TNS Media Research, LLC, et. al. v. TRA Global, Inc., 1-11-cv-04039 (NYSD November 29, 2016, Order) (Forrest, USDJ)
Thursday, December 1, 2016
Newly Assigned Judge Vacates Earlier Summary Judgment Invalidating Advertising Campaign Analysis Patents Under 35 U.S.C. § 101
The court sua sponte vacated the prior district judge's summary judgment order invalidating defendant's advertising campaign analysis patents for lack of patentable subject matter because the asserted claims were not directed toward an abstract idea. "The invention set forth in the [patent-in-suit], and claim 71 in particular, seeks to solve a known industry problem: determining the value proposition of an advertising campaign in today’s fragmented digital environment. . . . [C]laim 71 is not directed at an abstract idea of double-blind matching. . . . Instead, claim 71 is directed at the concrete idea that there are today numerous digital media platforms which can be mined for information about second-by-second or minute-by-minute household viewing; that data can be as granular as whether the volume is turned down during a commercial break, or whether the channel is switched away and then switched back.
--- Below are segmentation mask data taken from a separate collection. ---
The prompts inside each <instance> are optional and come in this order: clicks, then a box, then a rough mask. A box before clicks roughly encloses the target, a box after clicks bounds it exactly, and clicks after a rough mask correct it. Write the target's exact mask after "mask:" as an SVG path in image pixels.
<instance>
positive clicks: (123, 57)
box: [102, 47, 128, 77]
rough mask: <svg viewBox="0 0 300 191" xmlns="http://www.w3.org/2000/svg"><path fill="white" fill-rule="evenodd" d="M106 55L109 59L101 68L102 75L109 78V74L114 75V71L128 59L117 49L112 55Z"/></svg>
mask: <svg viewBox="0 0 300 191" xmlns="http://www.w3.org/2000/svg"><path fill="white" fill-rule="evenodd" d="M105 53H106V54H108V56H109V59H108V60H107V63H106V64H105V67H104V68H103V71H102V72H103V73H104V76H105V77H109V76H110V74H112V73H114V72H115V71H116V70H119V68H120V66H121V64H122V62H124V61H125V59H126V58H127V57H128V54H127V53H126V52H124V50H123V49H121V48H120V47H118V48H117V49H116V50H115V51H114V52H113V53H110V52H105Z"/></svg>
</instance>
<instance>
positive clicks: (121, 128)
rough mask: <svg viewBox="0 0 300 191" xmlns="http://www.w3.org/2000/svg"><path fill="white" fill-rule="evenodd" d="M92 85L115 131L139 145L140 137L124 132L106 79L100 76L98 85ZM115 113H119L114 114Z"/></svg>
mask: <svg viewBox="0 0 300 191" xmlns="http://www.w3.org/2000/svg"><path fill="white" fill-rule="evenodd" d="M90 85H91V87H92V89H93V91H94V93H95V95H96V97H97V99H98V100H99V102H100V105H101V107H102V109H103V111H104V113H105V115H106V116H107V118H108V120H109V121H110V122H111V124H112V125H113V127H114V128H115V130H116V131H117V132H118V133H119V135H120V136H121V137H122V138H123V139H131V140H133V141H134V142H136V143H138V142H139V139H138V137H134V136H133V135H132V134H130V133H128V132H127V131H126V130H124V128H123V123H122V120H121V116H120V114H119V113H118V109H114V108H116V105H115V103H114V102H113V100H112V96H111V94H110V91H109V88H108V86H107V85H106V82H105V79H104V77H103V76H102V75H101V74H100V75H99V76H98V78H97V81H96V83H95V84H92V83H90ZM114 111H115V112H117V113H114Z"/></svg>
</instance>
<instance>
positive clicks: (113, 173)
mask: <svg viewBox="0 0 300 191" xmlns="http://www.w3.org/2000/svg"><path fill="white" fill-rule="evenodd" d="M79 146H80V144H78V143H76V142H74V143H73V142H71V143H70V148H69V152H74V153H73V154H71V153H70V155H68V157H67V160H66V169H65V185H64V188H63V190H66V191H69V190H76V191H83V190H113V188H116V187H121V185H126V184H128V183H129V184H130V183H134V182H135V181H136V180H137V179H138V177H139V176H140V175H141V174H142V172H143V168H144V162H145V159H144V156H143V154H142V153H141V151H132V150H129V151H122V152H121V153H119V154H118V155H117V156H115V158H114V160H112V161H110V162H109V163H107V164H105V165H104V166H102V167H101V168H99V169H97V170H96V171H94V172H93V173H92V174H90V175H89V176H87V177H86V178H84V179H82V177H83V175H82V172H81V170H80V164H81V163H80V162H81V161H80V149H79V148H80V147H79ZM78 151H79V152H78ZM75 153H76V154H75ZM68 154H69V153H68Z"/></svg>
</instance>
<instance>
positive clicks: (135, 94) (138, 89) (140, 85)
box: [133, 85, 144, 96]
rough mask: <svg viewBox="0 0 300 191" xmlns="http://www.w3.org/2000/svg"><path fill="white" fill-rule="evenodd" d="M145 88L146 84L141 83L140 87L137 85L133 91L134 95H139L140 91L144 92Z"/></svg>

That viewing data can be gathered as to a substantial number of households -- privacy protected -- and compared to equally granular data on purchasing behavior, and then various analyses can be created that rely on this level of detail. This is no abstraction and is described [as] an advancement. . . . It is, of course, possible for a court to reduce the method to an abstract description of, for example, 'collecting viewing and purchasing data to analyze the utility of an advertising campaign.' Indeed, virtually any invention can be reduced to a concept. . . . The key question is whether the abstract summary embodies the totality of the invention is all that the invention is—in other words, is the invention nothing more than the abstract concept? Here, the answer is plainly no."